Abby Johnson, była dyrektorka kliniki aborcyjnej, obecnie działaczka pro-life, na podstawie życia której napisano scenariusz filmy "Nieplanowane", zwróciła się do Polaków.

W rozmowie Abby Johnson wyznaje, że zamierzała pracować dla Planned Parenthood do emerytury, bowiem uważała, że postępuje właściwie, pomaga ludziom.
 

- Musisz oddzielić matkę od dziecka, żeby móc pracować w klinice aborcyjnej - wyznaje działaczka, wspominając, że wcześniej nie zastanawiała się nad tym, że zabiera komuś życie, myślała jedynie, że ułatwia rozwój i karierę matce, która dziecka nie chce.


Johnson przyznaje, że PP reklamuje szeroki zakres swoich usług, ale najbardziej dochodowym jest aborcja.
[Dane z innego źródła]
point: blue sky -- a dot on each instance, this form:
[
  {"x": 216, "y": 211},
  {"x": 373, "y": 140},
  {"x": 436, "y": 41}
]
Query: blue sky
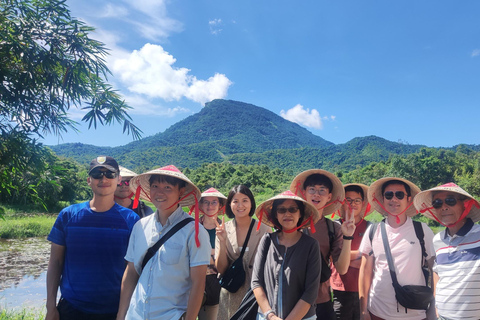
[{"x": 405, "y": 71}]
Kobieta wspomina to, co zobaczyła na ekranie monitora służącego do wykonywania badań USG tego dnia, który odmienił jej życie i spojrzenie na sprawę aborcji.

Opowiada także, jak bała się zostawić pracę i jak zdecydowała się zaufać Bogu w tym, że jeśli postąpi słusznie, to On jej nie zostawi.

Obecnie Abby Johnson jest matką ośmiorga dzieci i rozwija się zarówno jej wspólnota, jak i działalność związana z ruchem pro-life. 
 

- Choć jest to trudne i czasami jesteśmy prześladowani z powodu naszych przekonań, to powinno nas umocnić w kontynuowaniu tej walki. Mogą być chwile, gdy będziemy cierpień, ale nigdy nie będziemy cierpieć bardziej niż dziecko w łonie, ani bardziej niż Jezus Chrystus - powiedziała.


Johnson zachęca, by cierpienie spowodowane prześladowaniem oddawać Bogu w intencji zabijanych dzieci i złamanych aborcją kobiet.

- My, katolicy na całym świecie, potrzebujemy Polski, by trwać teraz w sile. Wszyscy, kiedy myślą o Kościele katolickim, mają na myśli Watykan, Rzym. Ale wielu z nas Kościół katolicki kojarzy się z Polską, z pięknem Kościoła katolickiego w Polsce. Potrzebujemy, by Polska pozostała silna. Potrzebujemy świadectwa wiary Polaków... - stwierdziła.